Sistem Propulsi Pertama disebut TANTRA, kata bentukannya adalah TANTRIKA. Sistem Propulsi ini bekerja dengan memanfaatkan sifat-sifat dan prinsip-prinsip dasar elemen dan kemudian menggabungkan beberapa elemen yg berbeda. Semua teknologi TANTRA atau TANTRIKA disebutkan dalam Kisah Mahabharata dalam Kitab Bhagavad Gita. Istana Prabhu Yudhistrira sendiri dibangun menggunakan sistem propulsi TANTRA dengan menggunakan kombinasi logam campuran, kristal dan permata jenis tertentu untuk membuat efek ilutif.
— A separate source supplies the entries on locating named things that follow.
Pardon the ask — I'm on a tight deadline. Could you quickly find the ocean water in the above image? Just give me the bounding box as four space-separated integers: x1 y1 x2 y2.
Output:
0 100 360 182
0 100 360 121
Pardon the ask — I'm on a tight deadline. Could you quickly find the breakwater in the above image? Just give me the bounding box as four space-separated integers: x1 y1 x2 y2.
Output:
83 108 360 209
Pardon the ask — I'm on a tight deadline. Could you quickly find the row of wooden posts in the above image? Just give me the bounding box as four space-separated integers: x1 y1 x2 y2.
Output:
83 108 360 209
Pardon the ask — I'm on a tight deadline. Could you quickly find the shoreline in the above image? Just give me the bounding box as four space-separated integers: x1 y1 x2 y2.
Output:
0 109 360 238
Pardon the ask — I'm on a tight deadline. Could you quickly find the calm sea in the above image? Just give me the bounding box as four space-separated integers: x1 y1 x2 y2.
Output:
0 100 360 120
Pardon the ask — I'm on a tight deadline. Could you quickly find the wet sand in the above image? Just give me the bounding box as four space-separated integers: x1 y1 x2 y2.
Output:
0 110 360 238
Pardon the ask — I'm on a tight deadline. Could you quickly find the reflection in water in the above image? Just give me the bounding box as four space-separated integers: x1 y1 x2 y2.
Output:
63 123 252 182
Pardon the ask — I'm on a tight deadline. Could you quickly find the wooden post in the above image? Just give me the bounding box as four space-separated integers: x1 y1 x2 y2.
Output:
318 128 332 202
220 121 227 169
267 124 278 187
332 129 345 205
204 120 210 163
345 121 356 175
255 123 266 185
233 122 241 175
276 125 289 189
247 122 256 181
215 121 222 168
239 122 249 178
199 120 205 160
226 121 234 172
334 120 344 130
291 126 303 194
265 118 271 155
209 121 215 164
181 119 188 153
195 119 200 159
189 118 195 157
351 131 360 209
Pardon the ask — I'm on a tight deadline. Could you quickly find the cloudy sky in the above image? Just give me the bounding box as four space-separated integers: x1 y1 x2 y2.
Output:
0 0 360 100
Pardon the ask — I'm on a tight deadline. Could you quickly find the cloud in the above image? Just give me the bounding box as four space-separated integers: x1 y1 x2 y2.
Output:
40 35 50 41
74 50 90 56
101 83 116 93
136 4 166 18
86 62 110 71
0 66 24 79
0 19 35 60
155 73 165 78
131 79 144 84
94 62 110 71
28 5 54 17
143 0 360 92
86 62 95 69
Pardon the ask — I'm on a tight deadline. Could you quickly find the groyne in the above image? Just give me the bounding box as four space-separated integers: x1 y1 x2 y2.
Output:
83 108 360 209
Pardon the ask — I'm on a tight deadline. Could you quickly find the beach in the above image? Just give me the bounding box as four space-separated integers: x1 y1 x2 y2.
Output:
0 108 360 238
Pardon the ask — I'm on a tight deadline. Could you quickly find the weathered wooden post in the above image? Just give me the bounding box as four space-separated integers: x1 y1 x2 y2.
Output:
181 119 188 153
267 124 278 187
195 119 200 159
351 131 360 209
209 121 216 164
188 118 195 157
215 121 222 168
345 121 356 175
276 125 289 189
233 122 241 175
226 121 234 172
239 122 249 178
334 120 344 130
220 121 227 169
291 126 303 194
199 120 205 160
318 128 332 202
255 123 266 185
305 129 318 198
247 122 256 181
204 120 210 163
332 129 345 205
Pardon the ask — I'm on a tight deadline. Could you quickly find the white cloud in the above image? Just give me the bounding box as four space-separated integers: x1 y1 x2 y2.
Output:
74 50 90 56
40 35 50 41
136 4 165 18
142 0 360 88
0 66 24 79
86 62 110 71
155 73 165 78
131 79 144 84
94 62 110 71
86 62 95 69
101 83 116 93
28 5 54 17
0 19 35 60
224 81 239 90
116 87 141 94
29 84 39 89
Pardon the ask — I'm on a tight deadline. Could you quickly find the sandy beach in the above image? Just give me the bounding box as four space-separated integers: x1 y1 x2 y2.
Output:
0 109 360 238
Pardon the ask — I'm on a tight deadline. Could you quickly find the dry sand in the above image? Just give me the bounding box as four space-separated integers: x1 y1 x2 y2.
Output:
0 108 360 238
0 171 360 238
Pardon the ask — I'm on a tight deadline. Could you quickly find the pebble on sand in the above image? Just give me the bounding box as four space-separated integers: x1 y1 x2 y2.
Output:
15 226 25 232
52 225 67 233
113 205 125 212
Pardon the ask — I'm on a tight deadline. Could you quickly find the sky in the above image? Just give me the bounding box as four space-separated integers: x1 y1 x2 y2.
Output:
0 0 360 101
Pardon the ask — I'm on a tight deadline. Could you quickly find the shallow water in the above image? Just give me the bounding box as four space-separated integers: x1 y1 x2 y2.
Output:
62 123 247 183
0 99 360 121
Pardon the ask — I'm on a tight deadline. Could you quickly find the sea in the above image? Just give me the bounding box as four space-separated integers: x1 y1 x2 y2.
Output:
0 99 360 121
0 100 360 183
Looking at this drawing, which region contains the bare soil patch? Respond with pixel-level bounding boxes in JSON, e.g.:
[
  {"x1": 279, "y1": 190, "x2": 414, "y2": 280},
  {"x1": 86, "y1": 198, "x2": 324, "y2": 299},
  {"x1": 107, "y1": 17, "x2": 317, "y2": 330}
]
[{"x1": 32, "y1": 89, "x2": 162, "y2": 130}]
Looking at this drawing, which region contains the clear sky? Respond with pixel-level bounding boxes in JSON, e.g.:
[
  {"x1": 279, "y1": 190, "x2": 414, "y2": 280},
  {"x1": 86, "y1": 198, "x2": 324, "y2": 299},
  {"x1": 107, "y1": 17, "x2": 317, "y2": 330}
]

Perlu diketahui bahwa manusia pada peradaban masa lalu telah mampu memanfaatkan energi kristal sebagai penetralisir radiasi, meramu obat dengan mencampur air raksa dan logam tertentu, membuat pembangkit listrik dengan menggabungkan granit dan air, serta mengeskstrak cahaya matahari sebagai disinfektan dan penghasil emas. Dan semuanya itu dilakukan hanya dengan memanfaatkan Sistem Propulsi TANTRA. Jadi yang perlu dipahami disini adalah bahwa TANTRA merupakan teknik pemanfaatan energi-energi yang terkandung dalam setiap elemen yang ada di alam semesta dan kemudian menggabungkannya satu sama lain. Namun, karena energi elemen alam yg diekstrak dalam sistem propulsi TANTRA bersifat sublim (sangat-sangat halus), maka banyak orang yang menganggap TANTRA sebagai praktik mistik dan berbau klenik. Terlebih ketika sistem propulsi TANTRA atau TANTRIKA kerapkali digunakan dalam tata letak rumah yang dikenal sebaagi Vastu Sastra dalam Kitab Veda dan dikemudian diturunkan menjadi Hong Shui dalam tradisi Jawa, Feng Shui dalam tradisi Cina, dan Asta Kosali dalam tradisi Bali, padahal itu semua hanyalah penerapan dari sebuah Teknik TANTRA atau TANTRIKA yang alami yang dilestarikan dan diwariskan secara turun temurun.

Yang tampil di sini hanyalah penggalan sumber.